Anger can be a positive emotion because it helps you work through problems. You need anger to take a stand against injustice and unfairness. It tells you when something is not right, and motivates you to take action to correct the issue. However, anger can be destructive if it leads to outburst, physical altercations, or aggression. When someone expresses anger aggressively, it triggers others to become defensive and angry too. Your stress hormones flow and blood pressure increases. It can lead to violence and has a very important impact on your health and wellbeing.

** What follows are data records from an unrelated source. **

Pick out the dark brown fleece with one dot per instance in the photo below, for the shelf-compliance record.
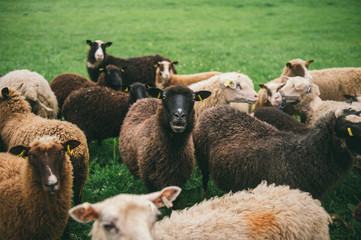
(239, 151)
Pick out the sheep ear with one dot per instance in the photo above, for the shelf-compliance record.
(70, 145)
(155, 92)
(5, 92)
(357, 169)
(201, 95)
(20, 151)
(84, 213)
(164, 197)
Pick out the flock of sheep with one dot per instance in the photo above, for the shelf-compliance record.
(164, 122)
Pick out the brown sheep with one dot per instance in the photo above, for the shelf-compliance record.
(36, 191)
(19, 126)
(155, 140)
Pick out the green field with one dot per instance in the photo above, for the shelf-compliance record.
(252, 36)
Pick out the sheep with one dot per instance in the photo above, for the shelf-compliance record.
(334, 83)
(239, 150)
(305, 97)
(99, 111)
(136, 69)
(19, 126)
(226, 88)
(166, 77)
(155, 140)
(36, 90)
(266, 212)
(63, 84)
(36, 191)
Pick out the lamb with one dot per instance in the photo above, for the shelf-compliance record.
(266, 212)
(100, 111)
(166, 77)
(226, 88)
(239, 151)
(305, 96)
(334, 83)
(136, 69)
(155, 141)
(36, 191)
(63, 84)
(19, 126)
(36, 90)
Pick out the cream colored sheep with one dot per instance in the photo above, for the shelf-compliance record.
(35, 89)
(226, 88)
(165, 76)
(310, 105)
(36, 191)
(266, 212)
(19, 126)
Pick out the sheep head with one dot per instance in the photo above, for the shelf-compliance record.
(178, 102)
(46, 157)
(125, 216)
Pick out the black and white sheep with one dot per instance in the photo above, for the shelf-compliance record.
(155, 140)
(19, 126)
(36, 90)
(135, 69)
(239, 151)
(99, 111)
(266, 212)
(36, 191)
(63, 84)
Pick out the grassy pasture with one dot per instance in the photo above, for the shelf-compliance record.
(252, 36)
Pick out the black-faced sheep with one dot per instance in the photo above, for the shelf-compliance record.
(36, 191)
(166, 77)
(36, 90)
(99, 111)
(19, 126)
(239, 151)
(63, 84)
(136, 69)
(155, 140)
(266, 212)
(226, 88)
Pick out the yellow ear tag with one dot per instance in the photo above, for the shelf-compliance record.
(68, 148)
(22, 153)
(227, 83)
(349, 132)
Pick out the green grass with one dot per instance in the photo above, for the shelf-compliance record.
(252, 36)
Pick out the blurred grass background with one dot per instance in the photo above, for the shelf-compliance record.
(251, 36)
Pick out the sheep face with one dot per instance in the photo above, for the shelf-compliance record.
(112, 77)
(46, 157)
(97, 50)
(298, 67)
(239, 88)
(294, 89)
(272, 89)
(349, 127)
(178, 102)
(125, 216)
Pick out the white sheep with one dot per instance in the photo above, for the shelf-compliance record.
(226, 88)
(36, 191)
(36, 90)
(266, 212)
(165, 75)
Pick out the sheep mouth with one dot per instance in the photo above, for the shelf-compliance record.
(178, 127)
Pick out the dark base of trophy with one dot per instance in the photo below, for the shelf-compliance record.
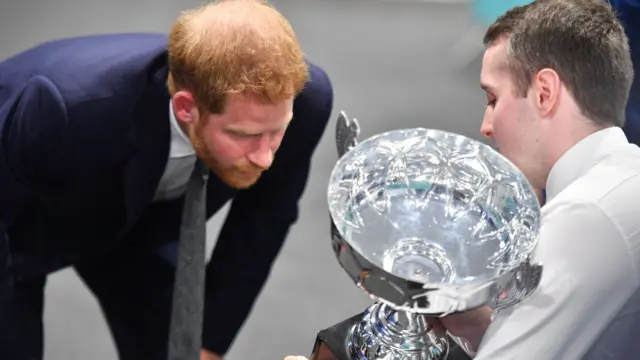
(369, 336)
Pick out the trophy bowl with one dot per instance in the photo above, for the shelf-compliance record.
(428, 223)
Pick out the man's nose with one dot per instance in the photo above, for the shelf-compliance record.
(263, 155)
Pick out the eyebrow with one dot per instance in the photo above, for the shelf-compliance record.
(487, 88)
(241, 131)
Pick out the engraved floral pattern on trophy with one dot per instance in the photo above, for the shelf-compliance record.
(437, 209)
(435, 220)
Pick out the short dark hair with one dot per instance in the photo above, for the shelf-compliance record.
(582, 40)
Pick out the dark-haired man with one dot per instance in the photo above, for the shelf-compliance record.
(558, 74)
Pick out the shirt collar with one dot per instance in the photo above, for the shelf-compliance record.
(579, 159)
(180, 143)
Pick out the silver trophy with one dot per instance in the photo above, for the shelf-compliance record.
(427, 223)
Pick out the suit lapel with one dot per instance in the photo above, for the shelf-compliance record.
(151, 138)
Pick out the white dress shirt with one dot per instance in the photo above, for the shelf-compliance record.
(182, 158)
(590, 249)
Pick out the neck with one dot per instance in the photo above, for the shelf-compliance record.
(566, 135)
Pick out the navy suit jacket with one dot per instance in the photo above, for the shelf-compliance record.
(84, 139)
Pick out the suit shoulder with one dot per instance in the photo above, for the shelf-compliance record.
(315, 101)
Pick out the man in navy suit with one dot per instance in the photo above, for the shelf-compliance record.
(98, 136)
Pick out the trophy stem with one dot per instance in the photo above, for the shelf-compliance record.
(386, 333)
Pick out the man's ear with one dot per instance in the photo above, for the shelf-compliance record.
(184, 106)
(547, 84)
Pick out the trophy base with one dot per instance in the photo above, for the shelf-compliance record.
(337, 342)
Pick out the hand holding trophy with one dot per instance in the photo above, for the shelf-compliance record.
(427, 223)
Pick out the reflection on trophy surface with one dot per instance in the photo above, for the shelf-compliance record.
(427, 223)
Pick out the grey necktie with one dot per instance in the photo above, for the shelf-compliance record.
(185, 333)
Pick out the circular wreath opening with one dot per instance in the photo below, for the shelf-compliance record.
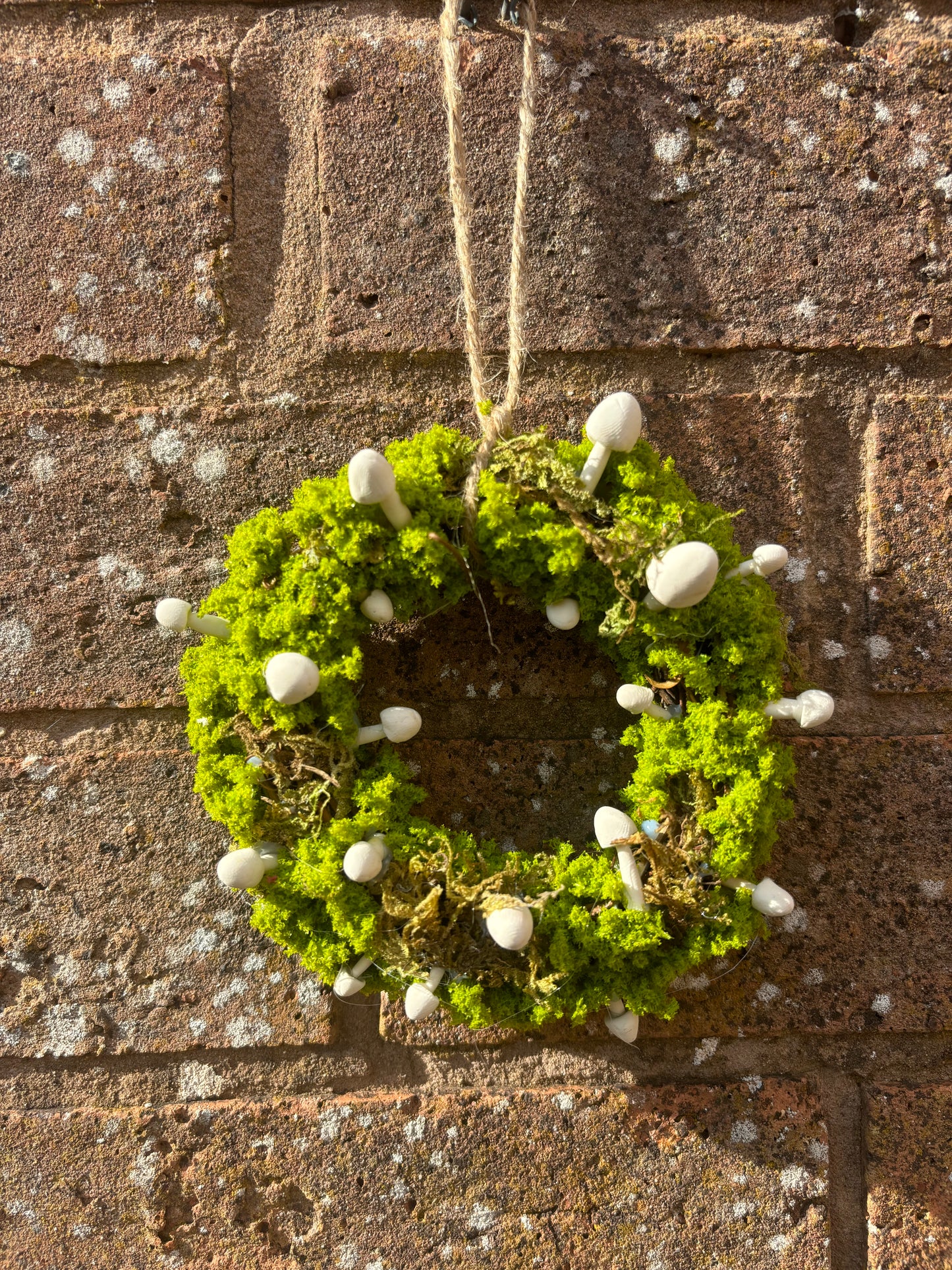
(297, 793)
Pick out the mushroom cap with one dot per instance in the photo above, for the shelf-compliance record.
(623, 1026)
(378, 608)
(683, 575)
(363, 861)
(611, 824)
(291, 678)
(564, 614)
(816, 707)
(400, 723)
(511, 927)
(173, 614)
(370, 476)
(615, 422)
(242, 869)
(634, 696)
(770, 558)
(419, 1002)
(768, 898)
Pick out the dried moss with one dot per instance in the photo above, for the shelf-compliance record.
(714, 779)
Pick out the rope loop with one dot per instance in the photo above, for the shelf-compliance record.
(495, 418)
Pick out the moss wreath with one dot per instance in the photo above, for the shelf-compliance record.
(297, 792)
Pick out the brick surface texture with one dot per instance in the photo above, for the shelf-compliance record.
(227, 262)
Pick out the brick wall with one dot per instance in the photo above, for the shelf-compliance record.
(227, 263)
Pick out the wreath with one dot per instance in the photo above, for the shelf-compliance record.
(603, 536)
(371, 896)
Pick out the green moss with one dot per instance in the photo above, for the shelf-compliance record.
(294, 582)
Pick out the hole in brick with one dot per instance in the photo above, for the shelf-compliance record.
(845, 27)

Poorly controlled anger can impede your decision-making, cause harm, damage relationships, and impact your psychological well-being and quality of life. Uncontrollable anger increases your risk of early death and social isolation. What most people get wrong about anger management is holding the emotion in or avoiding associated feelings. The truth is, suppressing anger can also have a damaging impact. That’s why learning to properly manage anger is a good idea for everyone. Yes, managing your temper can be challenging. It involves a range of skills to help you positively handle triggers. Anger management requires you to identify anger at an early stage and to express it while remaining calm. You need to stop anger before it reaches full rage.

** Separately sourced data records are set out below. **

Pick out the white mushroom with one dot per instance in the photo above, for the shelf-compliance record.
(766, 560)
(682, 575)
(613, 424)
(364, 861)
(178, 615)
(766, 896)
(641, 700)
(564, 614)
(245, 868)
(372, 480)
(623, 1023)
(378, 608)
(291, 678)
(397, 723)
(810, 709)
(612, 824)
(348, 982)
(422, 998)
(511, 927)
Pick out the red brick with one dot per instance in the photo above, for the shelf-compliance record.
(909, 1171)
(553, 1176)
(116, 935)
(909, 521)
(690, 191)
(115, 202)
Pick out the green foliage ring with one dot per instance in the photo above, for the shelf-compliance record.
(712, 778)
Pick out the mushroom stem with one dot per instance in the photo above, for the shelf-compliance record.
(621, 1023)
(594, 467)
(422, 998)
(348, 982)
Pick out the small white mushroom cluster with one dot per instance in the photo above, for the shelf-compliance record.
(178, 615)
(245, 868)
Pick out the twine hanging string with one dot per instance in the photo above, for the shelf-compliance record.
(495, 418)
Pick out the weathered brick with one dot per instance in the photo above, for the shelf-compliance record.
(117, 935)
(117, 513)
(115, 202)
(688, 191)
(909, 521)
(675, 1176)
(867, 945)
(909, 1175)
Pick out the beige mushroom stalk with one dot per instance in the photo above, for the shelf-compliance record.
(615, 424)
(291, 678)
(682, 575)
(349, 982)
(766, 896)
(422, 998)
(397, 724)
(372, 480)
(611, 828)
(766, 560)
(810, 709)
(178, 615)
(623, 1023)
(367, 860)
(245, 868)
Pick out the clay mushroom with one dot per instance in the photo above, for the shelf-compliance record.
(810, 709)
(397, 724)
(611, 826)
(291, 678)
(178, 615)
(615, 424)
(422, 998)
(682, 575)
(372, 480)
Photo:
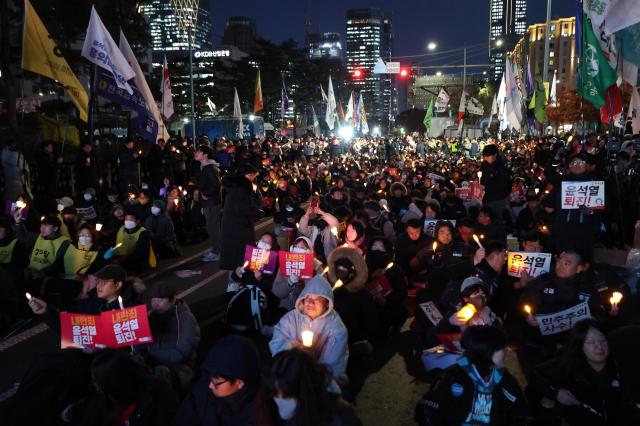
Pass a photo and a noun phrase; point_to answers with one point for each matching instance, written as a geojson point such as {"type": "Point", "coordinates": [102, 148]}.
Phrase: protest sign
{"type": "Point", "coordinates": [296, 264]}
{"type": "Point", "coordinates": [587, 193]}
{"type": "Point", "coordinates": [563, 320]}
{"type": "Point", "coordinates": [114, 329]}
{"type": "Point", "coordinates": [261, 260]}
{"type": "Point", "coordinates": [533, 263]}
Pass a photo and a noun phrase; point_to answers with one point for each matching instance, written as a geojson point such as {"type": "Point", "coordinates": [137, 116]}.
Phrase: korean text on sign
{"type": "Point", "coordinates": [563, 320]}
{"type": "Point", "coordinates": [589, 194]}
{"type": "Point", "coordinates": [534, 264]}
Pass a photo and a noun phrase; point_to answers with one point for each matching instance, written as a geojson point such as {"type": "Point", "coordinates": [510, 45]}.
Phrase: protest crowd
{"type": "Point", "coordinates": [478, 250]}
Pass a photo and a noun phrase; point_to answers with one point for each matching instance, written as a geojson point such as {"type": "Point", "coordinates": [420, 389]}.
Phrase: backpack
{"type": "Point", "coordinates": [244, 310]}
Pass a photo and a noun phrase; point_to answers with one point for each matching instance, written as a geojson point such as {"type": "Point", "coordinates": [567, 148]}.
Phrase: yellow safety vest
{"type": "Point", "coordinates": [6, 252]}
{"type": "Point", "coordinates": [77, 261]}
{"type": "Point", "coordinates": [44, 252]}
{"type": "Point", "coordinates": [129, 243]}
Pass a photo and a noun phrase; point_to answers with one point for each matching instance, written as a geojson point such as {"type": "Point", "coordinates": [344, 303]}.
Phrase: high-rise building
{"type": "Point", "coordinates": [324, 46]}
{"type": "Point", "coordinates": [370, 37]}
{"type": "Point", "coordinates": [562, 50]}
{"type": "Point", "coordinates": [507, 24]}
{"type": "Point", "coordinates": [240, 32]}
{"type": "Point", "coordinates": [167, 32]}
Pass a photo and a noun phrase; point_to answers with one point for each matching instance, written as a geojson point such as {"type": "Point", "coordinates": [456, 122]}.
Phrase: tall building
{"type": "Point", "coordinates": [167, 34]}
{"type": "Point", "coordinates": [240, 32]}
{"type": "Point", "coordinates": [324, 46]}
{"type": "Point", "coordinates": [369, 37]}
{"type": "Point", "coordinates": [562, 50]}
{"type": "Point", "coordinates": [507, 24]}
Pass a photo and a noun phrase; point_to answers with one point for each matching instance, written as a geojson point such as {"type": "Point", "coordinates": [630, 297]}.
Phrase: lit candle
{"type": "Point", "coordinates": [307, 338]}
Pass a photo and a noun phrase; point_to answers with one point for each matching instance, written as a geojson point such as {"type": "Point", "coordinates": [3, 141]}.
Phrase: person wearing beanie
{"type": "Point", "coordinates": [229, 390]}
{"type": "Point", "coordinates": [163, 235]}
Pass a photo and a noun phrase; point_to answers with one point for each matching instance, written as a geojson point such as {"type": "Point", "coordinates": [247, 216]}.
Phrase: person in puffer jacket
{"type": "Point", "coordinates": [314, 312]}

According to Mind, you can follow three main steps to manage your anger.

Look out for warning signs

Detecting anger early can be the key to managing the emotion. It releases a rush of adrenaline through your body. Knowing the signs can give you a chance to think about how you want to react. The physical reaction can have the following effects:

  • Rapid heartbeat
  • Faster breathing
  • Tension all over your body
  • Tapping feet
  • Clenched jaw or fists

Give yourself time to think

When you’re angry, you tend to react in ways that can be destructive. You need to walk away from the situation for a while to work out how you’re feeling about the situation. Take a short walk, talk to a trusted person, take slow and deep breaths, relax your muscles, and count to 10 before reacting so you can feel calmer and you can cool down before doing anything you may regret. Taking a step back can help you defuse the situation so you can handle it better.

Try calming techniques

You may want to calm down and let go of your emotions, which can be done by applying management techniques. There are many different techniques depending on what suits you best. Different techniques also have different impacts on different people, so finding the one that works for you can help manage extreme anger. Some of the techniques are:

  • Relax your body
  • Be mindful
  • Stay active by doing exercise
  • Use up your energy in other ways
  • Breath slowly
  • Distract yourself mentally and physically
  • Stop talking. 

These techniques can help you prepare to plan how to express your anger and reduce the risk of misguided anger. When you are calm, you can focus on finding a solution instead of focusing on the emotion.


However, when these techniques do not work, or you always get involved in fights, assault, and breaking objects during an outburst, you may need professional help. Professional help can give you the anger management training you need, such as learning to identify triggers, respond constructively, handle triggers, redirect energy, and return to a calm state.